- Country: Pakistan
- Province: Khyber Pakhtunkhwa
- District: Mardan
- Tehsil: Mardan

Population (2017)
- • Total: 6,871
- Time zone: UTC+5 (PST)
- Calling code: +92 937

= Mardan Cantonment =

Mardan Cantonment is located in Mardan, the second largest city of Khyber Pakhtunkhwa, and is the only cantonment in Mardan District and Mardan Division. It is the centre of one of the most renowned regiment of Pakistan Army - The Punjab Regiment. The cantonment has a large area for training and offices. Mardan once served as a base for British troops, who never managed to fully control the region's Pashtun tribes. Now it is home to the Pakistan Air Force Academy, at the Risalpur air base; and the Pakistan Army's School of Artillery and School of Armor and Mechanized Warfare.

== Overview and history ==

Mardan sits on a plain, surrounded on three sides in 2009 by mountains controlled by the Islamist militants. Swat lies just 30 miles to the north, with the main road to that troubled valley running straight through town. Mardan has the feel of a backwater. On the edge of town is rusting ghost of the sugar mill that once powered the local economy. Billboards depict glitzy shopping malls never built.

Mardan has an important historical and geographical position. A region communicating Afghanistan and India in the past, it had witnessed a wonderful history. Alexander the Great reached the valley through Kunar Afghanistan and Swat in 326 BC.This was followed by Buddhism until the 7th century AD. Towards the end of 7th century; the Dilazak Afghans arrived in the region. They introduced Islam in the valley. Following this Sultan Sabuktagin, Mahmood Ghaznavi, Mohammad Ghori, Mughals until the time of Aurangzeb and Nadir Shah ruled the valley. Then came the Sikhs and finally British Raj until 1947.

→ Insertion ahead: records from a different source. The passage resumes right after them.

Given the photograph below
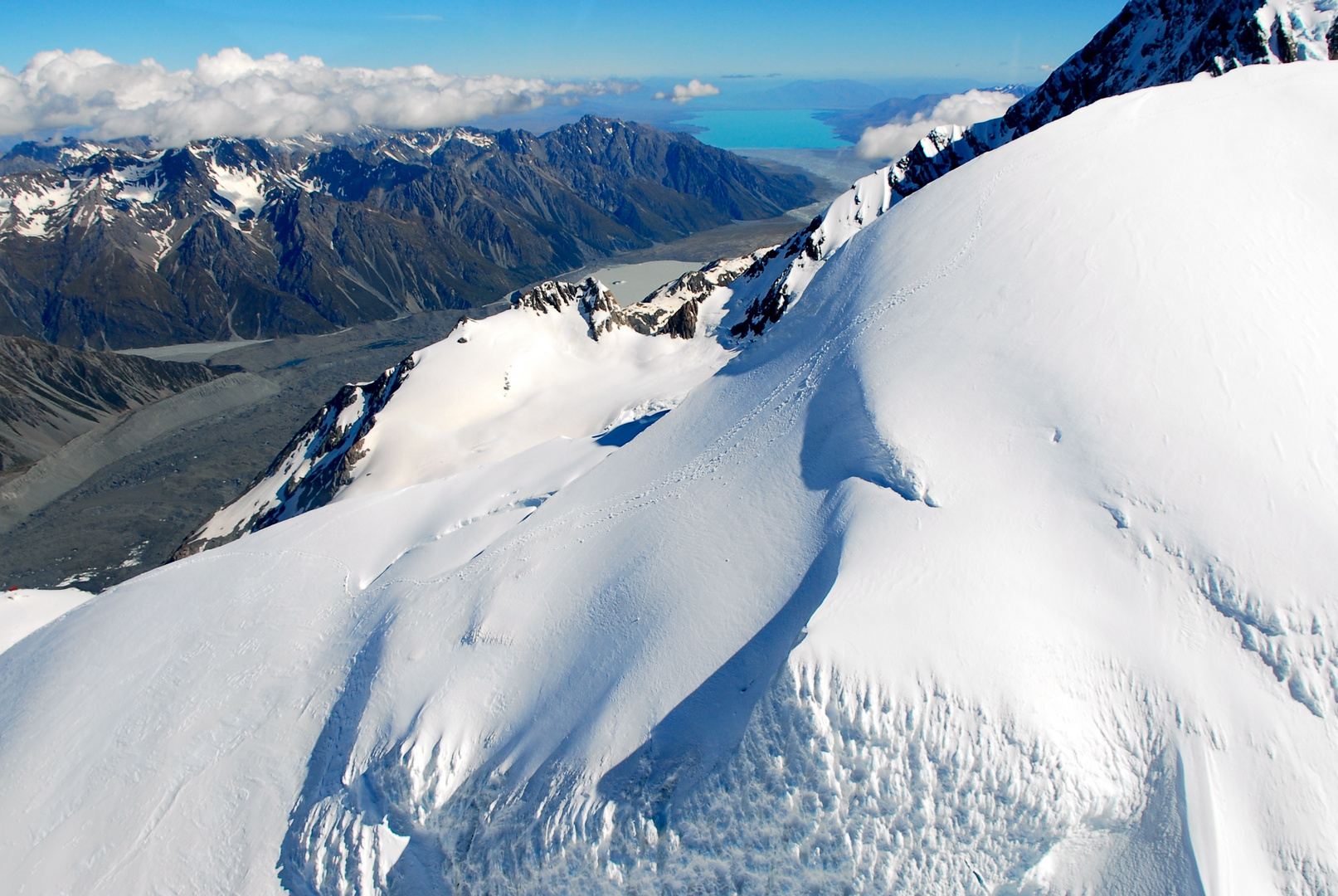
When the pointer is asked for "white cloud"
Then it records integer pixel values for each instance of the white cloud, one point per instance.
(692, 90)
(894, 141)
(233, 94)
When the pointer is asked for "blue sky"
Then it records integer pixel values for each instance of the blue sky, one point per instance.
(984, 41)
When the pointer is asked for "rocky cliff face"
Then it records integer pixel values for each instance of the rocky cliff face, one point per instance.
(48, 395)
(119, 245)
(1150, 43)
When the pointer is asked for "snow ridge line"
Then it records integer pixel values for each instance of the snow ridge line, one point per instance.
(720, 451)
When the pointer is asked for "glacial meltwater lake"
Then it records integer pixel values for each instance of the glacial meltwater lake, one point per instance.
(757, 129)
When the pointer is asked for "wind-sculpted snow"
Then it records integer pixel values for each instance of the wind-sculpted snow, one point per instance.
(495, 387)
(1001, 566)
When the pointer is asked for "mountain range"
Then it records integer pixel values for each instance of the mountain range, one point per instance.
(122, 246)
(975, 539)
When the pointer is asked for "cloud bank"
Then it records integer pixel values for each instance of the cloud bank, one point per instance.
(894, 141)
(235, 95)
(692, 90)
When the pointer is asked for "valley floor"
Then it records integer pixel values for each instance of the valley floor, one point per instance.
(104, 515)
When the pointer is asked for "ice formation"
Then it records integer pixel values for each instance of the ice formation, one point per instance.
(1000, 565)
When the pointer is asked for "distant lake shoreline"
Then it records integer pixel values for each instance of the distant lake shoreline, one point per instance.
(764, 129)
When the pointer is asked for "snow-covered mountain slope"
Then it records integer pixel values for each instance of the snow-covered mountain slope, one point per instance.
(1150, 43)
(1001, 565)
(26, 610)
(119, 245)
(563, 362)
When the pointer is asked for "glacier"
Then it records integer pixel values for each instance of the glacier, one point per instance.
(1000, 565)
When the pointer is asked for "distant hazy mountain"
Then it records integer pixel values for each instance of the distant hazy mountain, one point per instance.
(999, 566)
(119, 245)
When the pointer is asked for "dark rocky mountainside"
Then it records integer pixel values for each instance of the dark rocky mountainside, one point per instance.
(1148, 43)
(48, 395)
(119, 246)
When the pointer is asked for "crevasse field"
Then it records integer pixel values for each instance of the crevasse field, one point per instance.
(1002, 563)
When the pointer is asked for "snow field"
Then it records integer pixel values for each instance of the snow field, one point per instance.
(999, 565)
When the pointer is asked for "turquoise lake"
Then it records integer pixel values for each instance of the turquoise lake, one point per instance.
(755, 129)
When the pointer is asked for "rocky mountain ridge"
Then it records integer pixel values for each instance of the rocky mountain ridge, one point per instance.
(119, 245)
(1148, 43)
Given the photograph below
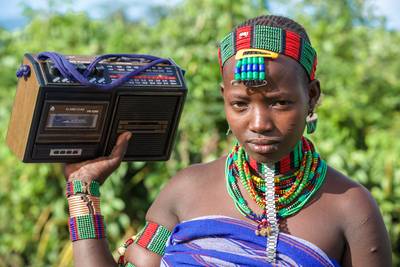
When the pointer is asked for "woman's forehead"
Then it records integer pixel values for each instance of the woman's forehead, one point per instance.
(282, 72)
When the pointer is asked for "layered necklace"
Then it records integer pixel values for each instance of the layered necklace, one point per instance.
(280, 189)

As of 1903 Mardan Cantonment in Peshawar District, North-West Frontier Province, was the permanent headquarters of the Queen's Own Corps of Guides. It is also the headquarters of the Mardan tehsil and the Yusufzai subdivision. Population (1901), 3,572. The cantonment is situated in 34°12'N. and 72°2'E., on the right bank of the Kalpani river, 33 miles north-east of Peshawar and 15 miles north of Nau- shahra, on the North-Western Railway. The fort was built by Hodson of the Guides in 1854. The civil lines lay in the southern part of the cantonment on the Naushahra road, and contained the Assistant Commissioner's bungalow, courthouse, tahslll, Government dispensary, and other public offices. An Anglo-vernacular middle school was maintained by the District board. The village of Hoti, from which the station is sometimes called Hoti Mardan, lies 2 miles from the cantonment.

Sheikh Malee was a great Pashtoon Geographer. He lived about 500 years ago and was one of the reliable friends of Sardar Malak Ahmad, a famous Yousafzai leader. In those days Mardan, Buner, Swat and other Pashtoon areas were collectively known as Swat. He was a sincere and an honest man. But he is famous because of the land allocation programme called "Veish" which he introduced in Peshawar, Mardan, Buner, Swat and other areas. He introduced the Unit of the land. He classified Pashtoons into nine major subgroups and the region into nine districts. He wrote a book in nine volumes about his land reforms. This is called 'Daftar e Sheikh Malee' and has been mentioned in the poems of the great poet, Khushal Khan Khattak.

The 5th (Guides) Battalion of the 12th Frontier Force Regiment had Mardan as its normal duty station. In 1857, the Guides formed part of the force that went from the Punjab to the aid of the British locked in a critical combat with Indian soldiers. When the news of the outbreak reached Peshawar, a council of war was held and measures adopted to meet the situation. The same night the Guides started on their memorable march to Delhi. On 21 May 1857 the 55th Native Infantry rose at Mardan. The majority made good their escape across the Indus, only to perish after fearful privations at the hands of the hill-men of the Hazara border. Delhi fell to the British on 20 September 1857 after a siege lasting five months. The victorious soldiers fell upon the city and freely indulged in looting and massacre.

The Guides Memorial in Mardan was built by the British in 1892 in memory of their soldiers who sacrificed their lives in defence of Queen's Residency in Kabul on September 23, 1879. This historical memorial was built in the centre of Mardan city. It has three storey building. There is an opening arch in the center of this memorial while on both sides are staircases. There is an influence of Hindu temple architecture on the ground structures, featuring suspended leaves in well-carved stone works, with marble stones and mouldings that not only support the building but also secure it from earthquake shockwaves. The Gothic arches are British architecture like those seen in Churches. On the second floor there are open arches from which a major part of the surroundings is visible. On the third stage there are cupolas on each corner of this memorial.